A Genève, puisque cette histoire nous surprend là où nous vivons, militons, causons et votons, la situation est assez paradoxale : l'Assemblée générale du parti s'est largement prononcée pour le NON, les membres cotisants ayant participé au vote se sont, eux, largement pour le OUI (même si ce fut à la moins forte majorité de tous les partis cantonaux). Et si les faîtières syndicales suisse appellent toute à voter OUI, la Communauté Genevoise d'Action Syndicale, qui regroupe tous les syndicats du canton, est engagée dans le référendum facultatif et l'appel au refus de la réforme. La gauche part donc divisée dans ce combat : dans la campagne référendaire, les secrétaires syndicaux du SSP sont invités par leur centrale à la discrétion, ceux de Syndicom carrément à l'invisibilité, ceux d'Unia et du SEV ne pourront apparaître qu'au nom de la CGAS, pas au nom de leur syndicat.

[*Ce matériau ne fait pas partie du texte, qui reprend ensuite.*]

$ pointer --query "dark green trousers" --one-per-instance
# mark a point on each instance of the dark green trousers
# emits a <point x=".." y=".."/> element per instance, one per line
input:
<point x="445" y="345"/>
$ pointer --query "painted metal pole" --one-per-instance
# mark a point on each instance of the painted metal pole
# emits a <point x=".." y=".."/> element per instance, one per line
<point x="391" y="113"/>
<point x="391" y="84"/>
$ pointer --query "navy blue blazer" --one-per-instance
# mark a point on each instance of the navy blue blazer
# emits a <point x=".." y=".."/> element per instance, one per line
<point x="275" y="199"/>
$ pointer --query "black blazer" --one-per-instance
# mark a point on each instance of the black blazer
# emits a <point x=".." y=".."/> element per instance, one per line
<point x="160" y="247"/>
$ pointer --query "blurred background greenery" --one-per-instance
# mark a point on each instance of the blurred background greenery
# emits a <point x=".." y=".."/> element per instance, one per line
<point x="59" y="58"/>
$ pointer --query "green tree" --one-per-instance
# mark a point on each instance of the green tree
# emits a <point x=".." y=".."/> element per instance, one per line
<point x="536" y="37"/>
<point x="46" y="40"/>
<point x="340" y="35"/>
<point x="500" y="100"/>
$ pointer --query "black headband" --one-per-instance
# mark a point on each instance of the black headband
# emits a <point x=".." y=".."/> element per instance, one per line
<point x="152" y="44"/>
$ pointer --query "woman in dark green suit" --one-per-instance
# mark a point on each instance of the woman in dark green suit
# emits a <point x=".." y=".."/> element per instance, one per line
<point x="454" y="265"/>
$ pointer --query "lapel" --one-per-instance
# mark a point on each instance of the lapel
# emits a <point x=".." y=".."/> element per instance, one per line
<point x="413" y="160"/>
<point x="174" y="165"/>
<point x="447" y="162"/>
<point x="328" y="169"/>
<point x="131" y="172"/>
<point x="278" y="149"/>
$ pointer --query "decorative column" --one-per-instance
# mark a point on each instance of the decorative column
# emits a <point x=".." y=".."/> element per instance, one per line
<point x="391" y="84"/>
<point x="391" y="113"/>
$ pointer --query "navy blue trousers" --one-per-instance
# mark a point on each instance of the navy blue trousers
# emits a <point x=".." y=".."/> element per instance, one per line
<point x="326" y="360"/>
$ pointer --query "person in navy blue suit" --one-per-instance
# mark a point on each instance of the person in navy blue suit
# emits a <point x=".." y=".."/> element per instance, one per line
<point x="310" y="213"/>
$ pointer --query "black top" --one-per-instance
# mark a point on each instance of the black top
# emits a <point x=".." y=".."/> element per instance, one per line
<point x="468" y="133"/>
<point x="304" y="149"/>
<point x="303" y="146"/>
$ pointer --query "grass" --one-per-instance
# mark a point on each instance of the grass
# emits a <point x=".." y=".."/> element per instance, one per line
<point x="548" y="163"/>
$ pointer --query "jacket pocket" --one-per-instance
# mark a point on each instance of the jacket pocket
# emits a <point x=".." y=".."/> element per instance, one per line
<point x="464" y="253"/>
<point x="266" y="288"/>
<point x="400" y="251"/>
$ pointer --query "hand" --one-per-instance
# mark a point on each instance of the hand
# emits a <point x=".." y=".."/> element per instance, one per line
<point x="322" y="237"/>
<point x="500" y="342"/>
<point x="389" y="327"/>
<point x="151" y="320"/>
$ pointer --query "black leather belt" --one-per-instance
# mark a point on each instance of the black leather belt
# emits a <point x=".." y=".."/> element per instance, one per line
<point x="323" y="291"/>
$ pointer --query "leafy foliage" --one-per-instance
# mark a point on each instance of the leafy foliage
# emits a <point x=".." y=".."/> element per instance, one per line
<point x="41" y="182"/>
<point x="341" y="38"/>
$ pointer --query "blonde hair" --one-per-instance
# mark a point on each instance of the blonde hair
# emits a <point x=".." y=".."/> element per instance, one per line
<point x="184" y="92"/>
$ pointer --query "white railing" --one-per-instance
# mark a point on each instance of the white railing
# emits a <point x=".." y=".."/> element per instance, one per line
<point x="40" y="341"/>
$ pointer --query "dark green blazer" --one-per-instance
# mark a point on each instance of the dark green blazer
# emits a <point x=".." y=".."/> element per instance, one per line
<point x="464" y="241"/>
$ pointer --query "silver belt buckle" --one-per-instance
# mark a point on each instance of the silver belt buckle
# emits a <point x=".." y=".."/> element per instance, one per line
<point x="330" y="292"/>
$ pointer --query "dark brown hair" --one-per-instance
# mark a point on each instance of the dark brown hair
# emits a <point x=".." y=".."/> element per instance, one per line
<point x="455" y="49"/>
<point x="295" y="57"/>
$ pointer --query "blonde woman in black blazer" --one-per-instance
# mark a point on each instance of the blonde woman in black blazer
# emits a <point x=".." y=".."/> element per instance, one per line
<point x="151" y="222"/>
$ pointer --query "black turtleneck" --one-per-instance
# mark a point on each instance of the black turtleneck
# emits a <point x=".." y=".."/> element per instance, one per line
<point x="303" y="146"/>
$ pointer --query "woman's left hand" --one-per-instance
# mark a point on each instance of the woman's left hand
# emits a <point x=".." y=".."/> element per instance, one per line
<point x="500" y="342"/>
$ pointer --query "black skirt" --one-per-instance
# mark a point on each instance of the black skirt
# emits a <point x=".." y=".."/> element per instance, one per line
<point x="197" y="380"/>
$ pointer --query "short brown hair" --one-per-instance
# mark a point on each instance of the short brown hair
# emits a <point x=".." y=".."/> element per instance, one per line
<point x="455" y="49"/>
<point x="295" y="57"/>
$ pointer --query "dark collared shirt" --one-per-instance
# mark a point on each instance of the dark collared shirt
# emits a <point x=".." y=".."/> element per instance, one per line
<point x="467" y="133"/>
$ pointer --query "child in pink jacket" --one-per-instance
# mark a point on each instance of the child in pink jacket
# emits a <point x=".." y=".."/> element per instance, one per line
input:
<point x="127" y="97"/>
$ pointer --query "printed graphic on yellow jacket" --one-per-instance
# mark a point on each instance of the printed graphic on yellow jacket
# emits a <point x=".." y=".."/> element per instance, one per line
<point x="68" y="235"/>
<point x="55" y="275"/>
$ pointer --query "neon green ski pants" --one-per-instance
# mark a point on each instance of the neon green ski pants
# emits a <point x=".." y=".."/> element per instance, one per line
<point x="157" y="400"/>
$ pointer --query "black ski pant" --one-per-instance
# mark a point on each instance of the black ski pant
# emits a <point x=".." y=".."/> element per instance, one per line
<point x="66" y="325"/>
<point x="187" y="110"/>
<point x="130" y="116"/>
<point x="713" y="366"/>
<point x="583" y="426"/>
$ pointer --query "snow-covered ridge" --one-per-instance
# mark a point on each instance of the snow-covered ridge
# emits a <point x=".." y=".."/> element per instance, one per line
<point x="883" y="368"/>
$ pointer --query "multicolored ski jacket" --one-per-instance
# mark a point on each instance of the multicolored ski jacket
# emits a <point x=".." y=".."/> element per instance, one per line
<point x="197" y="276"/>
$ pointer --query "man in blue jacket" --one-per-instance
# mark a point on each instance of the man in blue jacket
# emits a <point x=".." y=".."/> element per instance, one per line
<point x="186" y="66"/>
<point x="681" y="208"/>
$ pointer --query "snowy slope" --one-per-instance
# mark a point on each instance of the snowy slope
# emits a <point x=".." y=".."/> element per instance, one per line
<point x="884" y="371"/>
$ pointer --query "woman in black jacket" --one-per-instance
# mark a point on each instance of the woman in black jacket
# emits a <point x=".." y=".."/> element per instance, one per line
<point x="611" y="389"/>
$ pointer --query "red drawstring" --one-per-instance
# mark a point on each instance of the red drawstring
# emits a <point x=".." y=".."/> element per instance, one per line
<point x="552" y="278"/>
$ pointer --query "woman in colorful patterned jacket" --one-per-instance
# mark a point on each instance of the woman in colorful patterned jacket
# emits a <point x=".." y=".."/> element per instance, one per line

Le PS et les syndicats se sont rudement engagés dans la campagne pour défendre le projet de réforme du système de retraite. Si rudement qu'il était illusoire de les convaincre de faire marche arrière : le PSS en fait l'enjeu majeur de la législature, de la redéfinition des rapports de force parlementaires et de sa propre consolidation comme partenaire inconournable de toute réforme sociale. Or référendum il y aura, de toute façon, puisque le financement de la réforme par la TVA est soumis au référendum obligatoire, et que le référendum facultatif, lancé pour s'opposer au report de l'âge de la retraite des femmes, aboutira certainement. Au moment de la campagne décisive, celle qui précédera le vote, on aura donc à la fois les mots d'ordre socialiste et syndicaux nationaux (pour le OUI) et des mots d'ordre socialistes et syndicaux cantonaux contraires (pour le NON). Sur un thème quasi identitaire pour le PS et l'Union Syndicale , ce peut être périlleux, mais c'est finalement assez sain, et en tout cas logique : sur ce coup là, il n'y aura pas d'appel au vote blanc...
Une revendication de la Grève Générale de 1918, un combat de trente ans pour la faire aboutir, de septante ans pour la défendre et l'améliorer, ça pèse lourd... Plus lourd que les séduction d'un compromis que ses partisans eux-mêmes définissent comme un "moindre mal".